Assad als Verbündeter gegen den IS? Für Syrien-Expertin Petra Becker undenkbar. "Assad ist keiner, den man gegen die Terrormiliz ins Boot holen kann. Der Westen würde an Glaubwürdigkeit verlieren." Denn: Assad selbst hat Becker zufolge 2011 den Grundstein für den IS in Syrien mitgelegt. Zu Beginn der Aufstände im April und Mai hat die syrische Regierung Hunderte Dschihadisten aus den Gefängnissen entlassen, damit sie friedliche Proteste unterwandern. "Die Aufstände in die Militarisierung zu drängen, war das Einzige, was Assad tun konnte, um an der Macht zu bleiben.
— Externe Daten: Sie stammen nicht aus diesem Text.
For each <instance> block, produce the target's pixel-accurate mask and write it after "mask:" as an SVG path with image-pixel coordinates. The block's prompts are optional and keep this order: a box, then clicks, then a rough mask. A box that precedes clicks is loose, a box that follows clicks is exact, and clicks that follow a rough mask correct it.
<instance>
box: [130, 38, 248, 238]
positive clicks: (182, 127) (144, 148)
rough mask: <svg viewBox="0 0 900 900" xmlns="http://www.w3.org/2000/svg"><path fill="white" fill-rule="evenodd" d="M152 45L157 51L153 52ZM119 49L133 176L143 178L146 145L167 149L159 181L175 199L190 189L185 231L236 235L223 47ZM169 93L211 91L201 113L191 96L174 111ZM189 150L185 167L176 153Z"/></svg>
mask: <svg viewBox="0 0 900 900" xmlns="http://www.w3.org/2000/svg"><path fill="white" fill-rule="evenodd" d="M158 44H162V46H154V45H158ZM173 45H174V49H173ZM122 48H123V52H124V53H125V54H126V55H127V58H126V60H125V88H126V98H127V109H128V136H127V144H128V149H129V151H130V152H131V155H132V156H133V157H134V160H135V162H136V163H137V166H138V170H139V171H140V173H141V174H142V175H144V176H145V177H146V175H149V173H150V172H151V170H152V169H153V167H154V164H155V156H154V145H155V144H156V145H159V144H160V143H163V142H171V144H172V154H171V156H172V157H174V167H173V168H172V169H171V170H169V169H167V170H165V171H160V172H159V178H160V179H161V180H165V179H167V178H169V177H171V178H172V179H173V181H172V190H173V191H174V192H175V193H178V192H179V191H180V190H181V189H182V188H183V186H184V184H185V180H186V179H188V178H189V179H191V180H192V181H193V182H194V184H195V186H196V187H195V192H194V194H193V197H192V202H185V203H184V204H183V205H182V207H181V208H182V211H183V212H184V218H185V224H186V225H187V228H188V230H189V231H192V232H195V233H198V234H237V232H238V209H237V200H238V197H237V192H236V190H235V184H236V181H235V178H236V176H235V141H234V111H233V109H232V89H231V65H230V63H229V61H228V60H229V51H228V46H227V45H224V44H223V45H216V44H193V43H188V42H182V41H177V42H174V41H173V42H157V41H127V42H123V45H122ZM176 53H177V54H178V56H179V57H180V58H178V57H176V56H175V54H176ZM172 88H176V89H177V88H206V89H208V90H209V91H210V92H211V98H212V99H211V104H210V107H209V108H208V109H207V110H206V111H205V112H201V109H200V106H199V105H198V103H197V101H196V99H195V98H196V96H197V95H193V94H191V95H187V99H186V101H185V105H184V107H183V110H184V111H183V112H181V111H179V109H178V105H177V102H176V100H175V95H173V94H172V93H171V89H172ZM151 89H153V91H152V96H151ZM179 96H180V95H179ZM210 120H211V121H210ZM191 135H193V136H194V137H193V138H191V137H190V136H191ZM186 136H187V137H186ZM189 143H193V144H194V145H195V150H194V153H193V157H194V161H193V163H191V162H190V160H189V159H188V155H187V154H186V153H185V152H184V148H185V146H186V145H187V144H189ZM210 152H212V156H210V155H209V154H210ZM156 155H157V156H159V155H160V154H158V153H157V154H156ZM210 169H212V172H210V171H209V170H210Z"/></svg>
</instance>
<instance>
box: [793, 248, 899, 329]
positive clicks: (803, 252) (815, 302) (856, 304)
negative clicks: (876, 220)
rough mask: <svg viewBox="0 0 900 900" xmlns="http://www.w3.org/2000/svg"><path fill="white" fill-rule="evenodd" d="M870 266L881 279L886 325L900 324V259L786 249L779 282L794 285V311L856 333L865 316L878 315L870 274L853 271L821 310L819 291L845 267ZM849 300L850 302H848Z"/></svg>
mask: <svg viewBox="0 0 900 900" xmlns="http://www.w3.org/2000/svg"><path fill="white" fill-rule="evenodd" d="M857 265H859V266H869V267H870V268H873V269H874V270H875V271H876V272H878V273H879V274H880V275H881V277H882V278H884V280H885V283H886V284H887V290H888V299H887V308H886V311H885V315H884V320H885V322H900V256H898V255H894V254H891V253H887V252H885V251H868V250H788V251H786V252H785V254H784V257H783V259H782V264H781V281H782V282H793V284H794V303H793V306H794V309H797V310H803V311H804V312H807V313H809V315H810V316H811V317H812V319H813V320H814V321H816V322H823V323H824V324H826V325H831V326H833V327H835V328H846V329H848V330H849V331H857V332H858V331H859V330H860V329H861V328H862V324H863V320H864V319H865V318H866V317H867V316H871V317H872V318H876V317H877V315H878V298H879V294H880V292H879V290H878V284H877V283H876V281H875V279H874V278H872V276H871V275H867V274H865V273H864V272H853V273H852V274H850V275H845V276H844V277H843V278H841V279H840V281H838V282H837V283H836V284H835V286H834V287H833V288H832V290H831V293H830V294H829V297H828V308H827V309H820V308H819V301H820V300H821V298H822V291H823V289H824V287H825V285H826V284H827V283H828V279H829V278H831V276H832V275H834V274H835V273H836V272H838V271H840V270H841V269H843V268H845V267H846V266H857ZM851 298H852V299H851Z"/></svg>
Er konnte seinen Machtanspruch nur dadurch behaupten, indem er die Revolution in Misskredit bringt", erklärt die Expertin.

Assad hat Becker zufolge die Gefahr, die von den Dschihadisten ausging, unterschätzt. "Aber ihm war jedes Mittel recht, um an der Macht zu bleiben." Becker gibt ferner zu bedenken, dass in Syrien durch das Regime zudem weitaus mehr Menschen gestorben sind als durch den IS. Die Expertin beruft sich auf Zahlen der Organisation "The Syria Campaign". Demnach gehen 95,4 Prozent der Opfer auf das Konto von Assad. 2,7 Prozent sind dem IS zuzuschreiben und 1,9 Prozent den Rebellen. Allein in den Monaten Dezember und Januar hat der syrische Bürgerkrieg 10.000 Menschen das Leben gekostet. Seit 2011 starben 210.000 Menschen - davon 65.000 Zivilisten.